MU and Texas A&M leaving the Big 12 (plus Colorado and Nebraska leaving for other conferences) provided a roadmap for the others. Meet in secret. Leaked the possible move to the press. Sprinkle questionable talk about academic benefits for student-athletes. Ignore that conference names don’t make sense (the Big 10 has 14 teams and two affiliates?). Collect the oversized check at the end.
It sounds simple. The SEC conference media deals exploded, and many fans were quick to accept the additional schools as the new status quo.
However, I was hungry for the “old Big 12”. The compact regional version of the conference featured weekly games that mattered because you knew the opposing school, their colors, and their history.
There was a familiarity. In your office, three people in adjoining cubicles were wearing K-State shirts. A few years ago, you visited Ames on a road trip. You and your uncle had a standing bet every time you played in Nebraska. Games against schools in neighboring states were of weekly, if not daily, importance.
Evidence of the importance of these games could be heard on the radio and seen on “House Divided” license plates. I have video, taken with my cell phone, from the seats of the 2012 Big 12 Men’s Basketball Championship in Kansas City. Celebrating my Tigers victory in the tournament, you can hear my voice cracking – in a way I reserved for the birth of my children and my family’s funerals. This victory counted.
In winning the tournament, the Tigers beat Oklahoma State, Texas and Baylor.
Tigers rivalries now? My enthusiasm for a Missouri vs. South Carolina game sucks. I don’t know a single person I can harass, bet or avoid after a game against the Gamecocks, Commodores, Bulldogs or… well, I don’t even know all the SEC mascots, to be honest.
During football seasons, my brother-in-law, an avid Mizzou fan, still puts his mobile phone on restaurant tables to watch the games. However, the games that “matter” are between Texas A&M and Alabama or Michigan and Nebraska. These blue-blooded football teams would have rarely faced each other before the conference scramble.

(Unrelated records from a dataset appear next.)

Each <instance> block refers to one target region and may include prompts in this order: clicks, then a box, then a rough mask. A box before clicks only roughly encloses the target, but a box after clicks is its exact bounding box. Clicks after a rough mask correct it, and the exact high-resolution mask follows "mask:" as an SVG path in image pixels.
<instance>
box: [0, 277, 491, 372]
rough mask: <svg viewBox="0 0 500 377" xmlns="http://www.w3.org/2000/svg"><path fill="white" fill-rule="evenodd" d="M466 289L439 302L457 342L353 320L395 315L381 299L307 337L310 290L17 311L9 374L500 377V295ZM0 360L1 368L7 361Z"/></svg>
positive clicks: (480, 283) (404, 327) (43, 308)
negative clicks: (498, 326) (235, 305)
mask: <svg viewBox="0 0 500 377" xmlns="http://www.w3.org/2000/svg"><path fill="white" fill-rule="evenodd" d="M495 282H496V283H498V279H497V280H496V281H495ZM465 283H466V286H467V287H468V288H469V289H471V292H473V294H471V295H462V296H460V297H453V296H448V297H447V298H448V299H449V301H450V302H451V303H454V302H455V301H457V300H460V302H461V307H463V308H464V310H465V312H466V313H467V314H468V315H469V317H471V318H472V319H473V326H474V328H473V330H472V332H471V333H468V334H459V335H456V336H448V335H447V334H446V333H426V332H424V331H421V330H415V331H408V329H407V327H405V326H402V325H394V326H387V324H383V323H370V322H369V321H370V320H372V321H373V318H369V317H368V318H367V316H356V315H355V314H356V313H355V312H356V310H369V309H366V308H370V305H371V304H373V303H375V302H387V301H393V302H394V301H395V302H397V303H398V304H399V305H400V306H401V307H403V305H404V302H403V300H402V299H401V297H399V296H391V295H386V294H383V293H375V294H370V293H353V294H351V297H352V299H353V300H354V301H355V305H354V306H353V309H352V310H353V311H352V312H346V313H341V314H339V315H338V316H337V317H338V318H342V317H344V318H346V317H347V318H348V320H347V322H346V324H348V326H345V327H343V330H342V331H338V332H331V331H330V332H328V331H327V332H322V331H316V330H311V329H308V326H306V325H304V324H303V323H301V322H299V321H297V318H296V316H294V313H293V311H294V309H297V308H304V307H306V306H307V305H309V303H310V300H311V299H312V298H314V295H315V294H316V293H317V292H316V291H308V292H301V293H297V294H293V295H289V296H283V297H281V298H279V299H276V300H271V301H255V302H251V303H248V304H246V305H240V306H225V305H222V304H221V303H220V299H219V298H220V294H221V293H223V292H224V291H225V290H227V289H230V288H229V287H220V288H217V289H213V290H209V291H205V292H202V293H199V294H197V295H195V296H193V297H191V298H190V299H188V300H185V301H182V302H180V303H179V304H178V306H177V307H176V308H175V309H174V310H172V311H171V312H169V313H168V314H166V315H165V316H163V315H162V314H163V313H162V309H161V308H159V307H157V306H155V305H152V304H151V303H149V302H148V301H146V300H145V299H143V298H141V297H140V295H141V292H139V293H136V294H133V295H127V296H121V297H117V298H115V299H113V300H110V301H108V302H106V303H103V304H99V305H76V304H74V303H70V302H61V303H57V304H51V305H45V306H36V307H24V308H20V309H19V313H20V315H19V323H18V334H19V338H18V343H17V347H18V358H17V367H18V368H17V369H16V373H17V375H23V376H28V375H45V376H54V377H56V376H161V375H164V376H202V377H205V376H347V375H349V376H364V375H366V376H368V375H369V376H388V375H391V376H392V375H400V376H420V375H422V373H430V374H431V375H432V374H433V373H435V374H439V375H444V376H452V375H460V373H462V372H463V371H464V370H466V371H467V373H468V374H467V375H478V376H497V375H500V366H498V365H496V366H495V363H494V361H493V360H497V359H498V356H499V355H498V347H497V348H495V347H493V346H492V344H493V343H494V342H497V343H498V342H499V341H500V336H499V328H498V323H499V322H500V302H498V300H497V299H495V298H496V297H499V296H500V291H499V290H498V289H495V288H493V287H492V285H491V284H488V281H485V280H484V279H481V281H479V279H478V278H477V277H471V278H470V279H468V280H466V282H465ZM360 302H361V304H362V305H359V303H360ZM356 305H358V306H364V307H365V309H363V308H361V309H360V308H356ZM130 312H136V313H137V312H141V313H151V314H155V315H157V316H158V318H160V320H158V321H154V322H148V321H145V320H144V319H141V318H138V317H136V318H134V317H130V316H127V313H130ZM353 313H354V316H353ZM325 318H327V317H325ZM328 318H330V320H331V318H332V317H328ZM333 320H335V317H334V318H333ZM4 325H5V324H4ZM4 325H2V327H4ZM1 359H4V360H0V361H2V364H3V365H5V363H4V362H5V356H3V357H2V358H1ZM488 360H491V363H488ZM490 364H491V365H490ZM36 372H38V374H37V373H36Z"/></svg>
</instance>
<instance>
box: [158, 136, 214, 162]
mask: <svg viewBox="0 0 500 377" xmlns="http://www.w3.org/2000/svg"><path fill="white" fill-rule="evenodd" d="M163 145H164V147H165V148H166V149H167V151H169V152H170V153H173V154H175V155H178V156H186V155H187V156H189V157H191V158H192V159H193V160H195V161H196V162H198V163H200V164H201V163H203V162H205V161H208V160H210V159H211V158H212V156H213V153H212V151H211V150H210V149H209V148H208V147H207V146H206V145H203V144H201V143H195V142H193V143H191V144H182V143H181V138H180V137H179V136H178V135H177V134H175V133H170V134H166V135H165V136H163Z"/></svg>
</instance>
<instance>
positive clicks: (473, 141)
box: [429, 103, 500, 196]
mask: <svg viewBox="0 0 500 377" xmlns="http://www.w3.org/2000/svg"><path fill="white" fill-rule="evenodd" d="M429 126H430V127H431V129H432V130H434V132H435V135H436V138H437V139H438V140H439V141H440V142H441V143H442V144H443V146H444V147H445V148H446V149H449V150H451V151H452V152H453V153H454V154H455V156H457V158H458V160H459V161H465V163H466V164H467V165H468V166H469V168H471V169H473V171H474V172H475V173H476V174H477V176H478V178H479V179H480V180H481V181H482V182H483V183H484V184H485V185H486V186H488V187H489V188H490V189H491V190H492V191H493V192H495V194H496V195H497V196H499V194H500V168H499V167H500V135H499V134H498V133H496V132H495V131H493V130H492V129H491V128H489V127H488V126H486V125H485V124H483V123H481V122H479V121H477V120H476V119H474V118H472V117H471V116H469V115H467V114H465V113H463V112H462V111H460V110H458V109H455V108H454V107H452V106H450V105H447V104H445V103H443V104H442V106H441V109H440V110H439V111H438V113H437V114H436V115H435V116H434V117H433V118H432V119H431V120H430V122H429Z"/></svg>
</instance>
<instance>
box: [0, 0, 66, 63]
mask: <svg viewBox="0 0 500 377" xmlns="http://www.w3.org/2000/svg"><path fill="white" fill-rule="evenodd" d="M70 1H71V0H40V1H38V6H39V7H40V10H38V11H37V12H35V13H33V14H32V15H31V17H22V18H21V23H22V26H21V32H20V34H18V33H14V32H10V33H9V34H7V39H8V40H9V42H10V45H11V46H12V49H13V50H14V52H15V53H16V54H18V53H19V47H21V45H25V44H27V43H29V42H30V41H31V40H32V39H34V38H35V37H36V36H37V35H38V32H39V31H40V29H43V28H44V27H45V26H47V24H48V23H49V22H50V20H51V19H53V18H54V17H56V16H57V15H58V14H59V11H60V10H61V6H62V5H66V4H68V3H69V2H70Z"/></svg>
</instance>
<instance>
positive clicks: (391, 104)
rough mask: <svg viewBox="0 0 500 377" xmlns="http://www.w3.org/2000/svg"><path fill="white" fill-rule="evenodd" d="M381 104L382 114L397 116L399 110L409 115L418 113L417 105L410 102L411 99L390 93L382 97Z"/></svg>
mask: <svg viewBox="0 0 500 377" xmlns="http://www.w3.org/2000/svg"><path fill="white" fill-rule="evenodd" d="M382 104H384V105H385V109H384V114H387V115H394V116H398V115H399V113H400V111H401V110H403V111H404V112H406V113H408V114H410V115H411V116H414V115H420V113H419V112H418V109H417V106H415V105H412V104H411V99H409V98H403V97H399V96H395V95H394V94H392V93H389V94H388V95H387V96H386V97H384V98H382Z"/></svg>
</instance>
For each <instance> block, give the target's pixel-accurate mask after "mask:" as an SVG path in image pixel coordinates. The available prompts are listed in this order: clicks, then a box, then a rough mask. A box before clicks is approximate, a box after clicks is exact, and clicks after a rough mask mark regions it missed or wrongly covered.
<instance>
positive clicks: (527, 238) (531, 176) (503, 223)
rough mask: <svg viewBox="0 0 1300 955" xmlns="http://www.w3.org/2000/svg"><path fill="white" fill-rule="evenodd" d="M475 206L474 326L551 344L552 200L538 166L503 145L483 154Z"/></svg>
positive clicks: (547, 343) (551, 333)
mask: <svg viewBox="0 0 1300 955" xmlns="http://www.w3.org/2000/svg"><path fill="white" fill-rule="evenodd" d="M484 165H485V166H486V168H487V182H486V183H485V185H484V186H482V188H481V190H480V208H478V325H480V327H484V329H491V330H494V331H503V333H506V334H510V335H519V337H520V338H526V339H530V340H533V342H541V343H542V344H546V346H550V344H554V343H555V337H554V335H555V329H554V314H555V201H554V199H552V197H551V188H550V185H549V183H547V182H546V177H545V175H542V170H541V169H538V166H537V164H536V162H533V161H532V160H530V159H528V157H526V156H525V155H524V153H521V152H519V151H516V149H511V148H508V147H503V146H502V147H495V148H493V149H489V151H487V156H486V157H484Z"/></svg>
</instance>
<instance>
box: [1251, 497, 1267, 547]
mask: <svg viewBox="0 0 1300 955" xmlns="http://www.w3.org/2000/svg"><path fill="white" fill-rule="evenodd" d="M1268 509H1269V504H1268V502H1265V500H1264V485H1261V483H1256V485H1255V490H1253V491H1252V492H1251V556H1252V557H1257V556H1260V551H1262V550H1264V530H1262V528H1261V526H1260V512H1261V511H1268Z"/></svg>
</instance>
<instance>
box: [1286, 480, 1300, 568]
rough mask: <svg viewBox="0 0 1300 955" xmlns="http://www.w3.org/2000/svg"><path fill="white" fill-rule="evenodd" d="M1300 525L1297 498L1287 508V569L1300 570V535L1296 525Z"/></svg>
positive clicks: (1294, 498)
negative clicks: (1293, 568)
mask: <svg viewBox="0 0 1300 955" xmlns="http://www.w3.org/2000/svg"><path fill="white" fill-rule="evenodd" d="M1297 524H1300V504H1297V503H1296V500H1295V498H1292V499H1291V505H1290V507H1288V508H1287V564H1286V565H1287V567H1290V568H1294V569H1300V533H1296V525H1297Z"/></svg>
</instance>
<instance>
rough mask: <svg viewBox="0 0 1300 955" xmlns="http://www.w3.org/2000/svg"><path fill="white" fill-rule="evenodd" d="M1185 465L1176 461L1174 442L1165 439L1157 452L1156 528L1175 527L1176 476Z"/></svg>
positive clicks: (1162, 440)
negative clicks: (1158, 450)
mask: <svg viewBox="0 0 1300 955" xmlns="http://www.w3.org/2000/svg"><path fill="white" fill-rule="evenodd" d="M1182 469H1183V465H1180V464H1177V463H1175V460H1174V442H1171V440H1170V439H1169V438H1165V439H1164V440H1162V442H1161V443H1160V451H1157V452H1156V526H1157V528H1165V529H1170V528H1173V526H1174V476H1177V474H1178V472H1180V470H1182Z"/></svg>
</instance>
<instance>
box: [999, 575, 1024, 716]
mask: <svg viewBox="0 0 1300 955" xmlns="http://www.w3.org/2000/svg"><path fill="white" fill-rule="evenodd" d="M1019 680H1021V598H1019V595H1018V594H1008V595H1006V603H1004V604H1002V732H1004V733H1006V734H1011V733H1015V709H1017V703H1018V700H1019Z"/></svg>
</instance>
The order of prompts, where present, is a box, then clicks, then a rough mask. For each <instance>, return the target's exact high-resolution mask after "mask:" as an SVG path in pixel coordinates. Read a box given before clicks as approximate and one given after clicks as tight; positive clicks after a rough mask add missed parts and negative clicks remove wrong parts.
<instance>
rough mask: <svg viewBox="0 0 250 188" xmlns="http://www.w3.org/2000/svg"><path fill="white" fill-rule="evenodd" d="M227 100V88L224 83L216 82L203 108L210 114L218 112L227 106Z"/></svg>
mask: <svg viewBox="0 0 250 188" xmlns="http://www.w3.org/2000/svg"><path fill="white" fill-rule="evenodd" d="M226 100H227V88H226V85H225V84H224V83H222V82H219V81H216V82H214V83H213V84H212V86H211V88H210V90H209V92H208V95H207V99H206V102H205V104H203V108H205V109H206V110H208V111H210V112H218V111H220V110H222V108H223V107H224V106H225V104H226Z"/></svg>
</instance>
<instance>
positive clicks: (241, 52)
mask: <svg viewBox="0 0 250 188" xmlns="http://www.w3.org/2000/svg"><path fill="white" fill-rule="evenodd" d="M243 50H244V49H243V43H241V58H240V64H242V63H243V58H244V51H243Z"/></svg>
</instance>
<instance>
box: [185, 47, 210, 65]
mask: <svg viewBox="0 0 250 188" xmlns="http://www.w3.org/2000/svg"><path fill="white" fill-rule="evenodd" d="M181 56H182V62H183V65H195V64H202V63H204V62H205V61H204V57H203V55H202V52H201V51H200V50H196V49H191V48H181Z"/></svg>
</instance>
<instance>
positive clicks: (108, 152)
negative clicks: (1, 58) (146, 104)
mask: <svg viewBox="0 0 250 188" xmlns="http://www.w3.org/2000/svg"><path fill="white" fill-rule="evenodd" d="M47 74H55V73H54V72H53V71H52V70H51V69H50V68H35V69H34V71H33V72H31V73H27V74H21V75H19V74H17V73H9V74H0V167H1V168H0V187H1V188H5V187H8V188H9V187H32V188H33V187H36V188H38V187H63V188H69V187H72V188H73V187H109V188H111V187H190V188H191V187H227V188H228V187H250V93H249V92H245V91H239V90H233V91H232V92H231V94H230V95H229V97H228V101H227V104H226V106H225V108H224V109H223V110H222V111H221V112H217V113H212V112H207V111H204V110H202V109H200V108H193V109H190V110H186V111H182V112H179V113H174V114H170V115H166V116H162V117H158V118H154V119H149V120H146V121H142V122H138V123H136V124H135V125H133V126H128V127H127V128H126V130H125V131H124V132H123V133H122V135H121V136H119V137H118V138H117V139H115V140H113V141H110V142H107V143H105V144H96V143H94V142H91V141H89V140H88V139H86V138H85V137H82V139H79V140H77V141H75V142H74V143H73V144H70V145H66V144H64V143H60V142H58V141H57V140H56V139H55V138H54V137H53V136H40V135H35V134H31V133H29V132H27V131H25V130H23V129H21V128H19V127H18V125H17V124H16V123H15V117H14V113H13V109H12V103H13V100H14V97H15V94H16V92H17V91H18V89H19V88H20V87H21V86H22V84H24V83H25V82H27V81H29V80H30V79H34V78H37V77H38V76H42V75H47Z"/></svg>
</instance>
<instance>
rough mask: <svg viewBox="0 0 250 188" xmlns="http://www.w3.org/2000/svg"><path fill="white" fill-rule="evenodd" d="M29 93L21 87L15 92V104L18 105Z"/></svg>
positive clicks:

As Josh Levin pointed out on this week’s show “Hang Up and Listen” Podcast, sports fans are growing impatient for anything short of a “showcase” game with one historic program playing another. (I would note here that traveling youth sports are similarly rapidly reorganizing to create marquee matches… between the “elite” 12-year-olds.)
Jayhawks, Wildcats and Tigers: How do we fans of some of the disbanded and realigned early conferences feel a decade later? I have yet to find a local college sports fan who is free from nostalgia for the era of nearby rival schools, rather than the super leagues criss-crossing the country for potential games of the century every week.
Living in Kansas and Missouri, we got a glimpse. We don’t like the realignment, and yet it is progressing and getting even bigger.
If there’s a silver lining, it’s this: surely the realignment isn’t done. With conferences stretching from coast to coast and powerful conferences still containing weak schools (Hi Vanderbilt), the dominoes still fall 11 years later.
Hopefully, when college presidents, football coaches and athletic directors complete their master plan, regional rivalries will return. After all, these grudge matches define college sports.